Brexit Open Forum
Published: 15 April 2019
University panel discussed a range of Brexit-related issues
The University hosted a Brexit Open Forum on Tuesday, April 9 – a day before the European Council granted the UK a six-month extension to Brexit.
The University panel discussed issues as far-ranging as fees for EU students, support for EU staff, student concerns about study abroad, and the implications for research funding.
The panel was made up of the Principal, Professor Sir Anton Muscatelli; Vice Principal, External Relations, Rachel Sandison; Executive Director of Human Relations Christine Barr; and SRC President Lauren McDougall.
Sir Anton said that many staff and students had felt bereft following the EU Referendum result in 2016. “But the vote has not changed the nature of this University,” he said, although as an economist he felt that Brexit was an “unmitigated disaster”.
Other HE colleagues, he said, had also identified the impact of Brexit on higher education as being on: free movement of talent to and from the EU; funding of research programmes; funding of student mobility; and funding of EU students.
Mrs Barr spoke about the support the University had made available to the 15% of staff who are non-UK EU nationals by raising awareness of the Settlement Scheme pilot, the Settlement Scheme itself and the pre-settlement scheme. She offered reassurance to staff who had already paid the £65 settlement scheme fee and were still waiting for it to be repaid following the
Government’s subsequent decision to waive the fee – the money should be repaid within the week. Information was available on a dedicated section of the website https://www.gla.ac.uk/explore/euinformation/ while staff could email email@example.com for further information. The HR department also offered support on a bespoke basis.

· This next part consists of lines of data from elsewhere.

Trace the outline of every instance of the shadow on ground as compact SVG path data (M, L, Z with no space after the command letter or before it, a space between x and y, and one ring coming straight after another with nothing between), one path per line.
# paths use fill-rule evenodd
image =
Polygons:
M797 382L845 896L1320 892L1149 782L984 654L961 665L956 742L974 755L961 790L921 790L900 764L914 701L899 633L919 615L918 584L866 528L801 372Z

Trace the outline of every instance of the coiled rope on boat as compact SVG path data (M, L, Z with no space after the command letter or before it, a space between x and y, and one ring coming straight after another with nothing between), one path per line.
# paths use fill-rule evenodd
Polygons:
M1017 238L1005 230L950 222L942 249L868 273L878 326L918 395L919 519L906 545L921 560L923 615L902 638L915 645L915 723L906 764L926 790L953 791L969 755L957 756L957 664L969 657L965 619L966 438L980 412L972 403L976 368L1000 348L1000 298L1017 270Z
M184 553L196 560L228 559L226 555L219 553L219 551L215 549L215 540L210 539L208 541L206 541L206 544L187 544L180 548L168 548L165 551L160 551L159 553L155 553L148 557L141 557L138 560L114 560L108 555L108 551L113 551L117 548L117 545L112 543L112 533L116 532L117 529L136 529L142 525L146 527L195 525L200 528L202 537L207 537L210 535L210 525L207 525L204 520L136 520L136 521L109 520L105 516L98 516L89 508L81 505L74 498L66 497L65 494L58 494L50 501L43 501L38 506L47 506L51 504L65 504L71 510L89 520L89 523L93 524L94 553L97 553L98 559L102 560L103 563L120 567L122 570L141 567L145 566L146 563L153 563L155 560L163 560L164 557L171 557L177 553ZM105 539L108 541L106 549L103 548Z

Ms Sandison said the University had 3,000 EU students – there were 135,000 in the UK and 15,000 altogether in Scotland.
“It is absolutely pivotal we do everything we can to safeguard bringing EU talent here. We are working very closely through Universities Scotland and Universities UK to lobby the Scottish Government and Westminster Government to protect the rights of EU students within our University,” she said.
With the Brexit timeline pushed back to October 31 following late-night negotiations in Brussels, she anticipated that Erasmus funding would be underwritten not just for 2019 but for 2020 as well. She went on to advise EU students currently at University to apply for pre-settled status, particularly if there was a possibility they might want to stay in the UK to work after gaining their degree.
One of the biggest things the SRC was hearing from students – EU and UK – was a “real sense of their futures have been taken away”, said Ms McDougall.
“Students feel completely disenfranchised – they have lost faith in politicians to do the right thing – they don’t feel they have a voice” she said.
There were wide concerns about a loss of student mobility in the wake of Brexit but the University had promised to cover the cost of the required study abroad element of a modern languages degree, she added. She also sought to reassure any students who were concerned they would encounter hostility if taking part in a study abroad scheme.
“There is a really strong Erasmus student network here and we would encourage students travelling to keep in touch with the network. All the students who have been abroad have found they were very much welcomed.”